In 1993 Lindberg contacted Talbot and persuaded him to send ORNL a mist chamber. Lindberg and Stratton then found they could trap water-soluble Hg(II) in an aerosol mist in the chamber. With support from the Electric Power Research Institute and DOE, they conducted a number of tests at Walker Branch Watershed near ORNL and near the Earlham College campus to verify that this species did not come from other sources such as oxidation of Hg(0) by ozone in the chamber.

"Swedish scientists had identified a water-soluble species of mercury in laboratory flue gases from coal combustion," Lindberg says. "But the director of the Swedish mercury program didn't think this species existed in outside air.

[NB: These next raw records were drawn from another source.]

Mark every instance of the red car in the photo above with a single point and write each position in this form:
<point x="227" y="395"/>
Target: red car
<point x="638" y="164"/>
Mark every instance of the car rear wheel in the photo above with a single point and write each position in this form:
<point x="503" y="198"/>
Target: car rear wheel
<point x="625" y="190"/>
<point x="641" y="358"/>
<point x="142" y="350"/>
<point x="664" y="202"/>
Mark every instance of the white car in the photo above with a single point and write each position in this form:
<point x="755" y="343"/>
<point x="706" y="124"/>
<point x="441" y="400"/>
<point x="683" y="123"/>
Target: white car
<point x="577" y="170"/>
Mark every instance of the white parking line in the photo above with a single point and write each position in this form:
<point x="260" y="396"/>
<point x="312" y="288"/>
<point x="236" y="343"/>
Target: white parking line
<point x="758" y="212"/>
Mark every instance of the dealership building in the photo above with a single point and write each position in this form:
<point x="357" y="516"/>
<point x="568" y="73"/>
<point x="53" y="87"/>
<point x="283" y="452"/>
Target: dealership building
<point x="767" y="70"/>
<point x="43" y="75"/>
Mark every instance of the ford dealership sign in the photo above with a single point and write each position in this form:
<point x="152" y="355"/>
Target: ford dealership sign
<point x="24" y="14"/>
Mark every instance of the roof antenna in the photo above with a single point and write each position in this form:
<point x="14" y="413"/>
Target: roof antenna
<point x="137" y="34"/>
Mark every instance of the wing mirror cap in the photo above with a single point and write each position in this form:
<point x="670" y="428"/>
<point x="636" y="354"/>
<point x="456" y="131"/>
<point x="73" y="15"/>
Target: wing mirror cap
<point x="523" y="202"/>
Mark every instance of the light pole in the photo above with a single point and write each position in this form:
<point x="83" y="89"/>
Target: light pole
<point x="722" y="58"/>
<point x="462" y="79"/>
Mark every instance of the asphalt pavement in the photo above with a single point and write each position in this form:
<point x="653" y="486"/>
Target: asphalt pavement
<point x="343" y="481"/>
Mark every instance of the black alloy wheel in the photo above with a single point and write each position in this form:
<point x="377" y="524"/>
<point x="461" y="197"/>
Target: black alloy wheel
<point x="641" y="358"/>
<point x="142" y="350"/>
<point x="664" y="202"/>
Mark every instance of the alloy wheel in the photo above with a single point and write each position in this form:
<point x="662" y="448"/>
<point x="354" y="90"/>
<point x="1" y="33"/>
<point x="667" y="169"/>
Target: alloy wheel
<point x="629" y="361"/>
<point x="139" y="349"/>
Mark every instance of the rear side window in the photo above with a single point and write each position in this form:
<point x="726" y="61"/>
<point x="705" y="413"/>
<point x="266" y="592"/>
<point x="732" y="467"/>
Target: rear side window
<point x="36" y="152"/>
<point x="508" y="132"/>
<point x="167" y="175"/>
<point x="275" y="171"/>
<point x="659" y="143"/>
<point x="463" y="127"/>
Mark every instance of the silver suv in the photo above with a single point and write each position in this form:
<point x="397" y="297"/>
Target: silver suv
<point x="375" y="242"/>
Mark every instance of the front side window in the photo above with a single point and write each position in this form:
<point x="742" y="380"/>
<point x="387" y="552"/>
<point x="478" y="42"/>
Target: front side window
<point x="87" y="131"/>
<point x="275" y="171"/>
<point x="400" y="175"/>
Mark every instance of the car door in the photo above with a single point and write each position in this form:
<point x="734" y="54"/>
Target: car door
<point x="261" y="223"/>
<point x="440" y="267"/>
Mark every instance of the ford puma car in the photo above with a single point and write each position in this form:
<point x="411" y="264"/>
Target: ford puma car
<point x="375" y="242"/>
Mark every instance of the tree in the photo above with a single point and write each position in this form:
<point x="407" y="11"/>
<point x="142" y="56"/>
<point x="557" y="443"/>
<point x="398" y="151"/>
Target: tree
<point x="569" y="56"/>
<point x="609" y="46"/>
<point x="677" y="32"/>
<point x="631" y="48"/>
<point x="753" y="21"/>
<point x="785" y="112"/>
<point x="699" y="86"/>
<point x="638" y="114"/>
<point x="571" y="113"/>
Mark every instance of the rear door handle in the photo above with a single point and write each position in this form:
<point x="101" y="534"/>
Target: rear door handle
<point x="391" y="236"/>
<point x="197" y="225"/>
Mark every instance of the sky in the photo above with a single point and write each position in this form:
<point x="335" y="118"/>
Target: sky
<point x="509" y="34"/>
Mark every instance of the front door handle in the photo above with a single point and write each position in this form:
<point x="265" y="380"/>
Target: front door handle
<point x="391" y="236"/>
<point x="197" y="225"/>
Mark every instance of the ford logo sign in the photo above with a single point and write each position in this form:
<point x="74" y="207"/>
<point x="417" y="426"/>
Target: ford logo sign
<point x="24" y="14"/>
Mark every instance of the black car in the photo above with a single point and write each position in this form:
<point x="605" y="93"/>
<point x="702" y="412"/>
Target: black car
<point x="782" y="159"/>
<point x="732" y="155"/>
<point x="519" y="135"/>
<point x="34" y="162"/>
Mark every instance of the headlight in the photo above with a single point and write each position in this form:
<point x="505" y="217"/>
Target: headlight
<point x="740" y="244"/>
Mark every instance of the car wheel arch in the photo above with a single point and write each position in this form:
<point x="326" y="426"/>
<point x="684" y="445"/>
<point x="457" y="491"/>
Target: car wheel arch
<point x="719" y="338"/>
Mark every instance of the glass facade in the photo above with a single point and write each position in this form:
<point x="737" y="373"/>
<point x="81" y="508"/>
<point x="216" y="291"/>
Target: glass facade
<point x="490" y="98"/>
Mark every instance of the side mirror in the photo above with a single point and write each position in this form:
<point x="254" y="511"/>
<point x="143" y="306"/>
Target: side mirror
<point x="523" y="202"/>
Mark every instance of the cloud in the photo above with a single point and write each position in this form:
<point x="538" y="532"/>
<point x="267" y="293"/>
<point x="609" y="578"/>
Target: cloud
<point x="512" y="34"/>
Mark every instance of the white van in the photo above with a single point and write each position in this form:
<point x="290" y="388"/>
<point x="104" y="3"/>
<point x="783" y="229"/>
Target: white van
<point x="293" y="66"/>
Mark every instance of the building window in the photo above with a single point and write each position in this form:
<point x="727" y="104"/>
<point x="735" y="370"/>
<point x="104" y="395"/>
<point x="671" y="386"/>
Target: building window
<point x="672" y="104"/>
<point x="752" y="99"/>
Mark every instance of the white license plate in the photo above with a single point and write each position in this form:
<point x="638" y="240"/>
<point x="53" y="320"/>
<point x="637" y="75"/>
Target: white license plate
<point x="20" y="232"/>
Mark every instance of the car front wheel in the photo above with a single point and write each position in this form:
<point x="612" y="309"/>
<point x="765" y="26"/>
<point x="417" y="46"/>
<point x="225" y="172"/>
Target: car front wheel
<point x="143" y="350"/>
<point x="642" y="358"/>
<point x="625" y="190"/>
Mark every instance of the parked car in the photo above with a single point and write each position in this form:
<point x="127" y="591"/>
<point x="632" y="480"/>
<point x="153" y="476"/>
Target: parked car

It occurred to me that, if water-soluble mercury is in the air, it will dominate atmospheric deposition of mercury."

The finding is significant, Lindberg says, because the accuracy of predictions of computer models on atmospheric mercury transport and deposition depends largely on assumptions about the fraction of highly water-soluble mercury present.

"About 30 to 80 percent of mercury emitted to the air by combustion processes is in water-soluble form based on recent studies by Frontier Geosciences in Seattle, which is now collaborating with ORNL to test the mist chamber method," Lindberg says. "This Hg(II) is either deposited quickly to surfaces or is rapidly reduced to elemental mercury by sulfur dioxide dissolved in water. Elemental mercury is also dissolved in water, but Hg(II) is much more soluble in water and deposits much more rapidly."

Lindberg says the data suggest a link between atmospheric deposition and the accumulation of mercury in lakes far from industrial sources of mercury. The mercury is then transformed into methylmercury by bacteria. This compound, which is toxic to humans if consumed in even tiny amounts, is readily taken up by fish in these remote lakes.

Some geologists, however, argue that rock weathering, rather than atmospheric deposition, could be the chief source of mercury to these lakes. It is still not resolved whether mercury in waterways comes mainly from natural sources or from human activities such as waste incineration and coal combustion for electrical power production. The Electric Power Research Institute has just agreed to fund a new ORNL study of natural sources of mercury to the environment.

In the ORNL technique, a vacuum pump draws air through the mist chamber from an inlet at the bottom. A mist is sprayed into the chamber. As the air passes through to the top, the highly soluble mercury in the air is dissolved in the mist. In the laboratory, the mercury is then reduced to elemental mercury with tin chloride (which adds the two missing electrons), stripped from the water droplets by purging with nitrogen onto a gold trap (mercury is attracted to gold). After the gold surface is heated to remove mercury, the concentration of mercury is measured by atomic fluorescence spectroscopy.

The ORNL discovery of highly water-soluble mercury in the background atmosphere was made in 1993, reported in 1994 at a scientific meeting, and published in 1995.

Lindberg, who is co-chairman of the conference on "Mercury as a Global Pollutant" planned for 1996 in Hamburg, Germany, and the developer of a U.S. network for monitoring the movement of toxic mercury in the air, says: "Mercury is a very mobile metal because it exists so often in gaseous forms. It behaves less like a trace metal and more like some pesticides, PCBs, and other persistent organic pollutants. Because its various forms are volatile, it plays hopscotch-depositing on land and water from air, staying there awhile, and then reentering the air as a gas. In this way, mercury can be rapidly and widely distributed throughout the global ecosystem."

ORNL, one of the Department of Energy's multiprogram research laboratories, is managed by Lockheed Martin Energy Research Corp.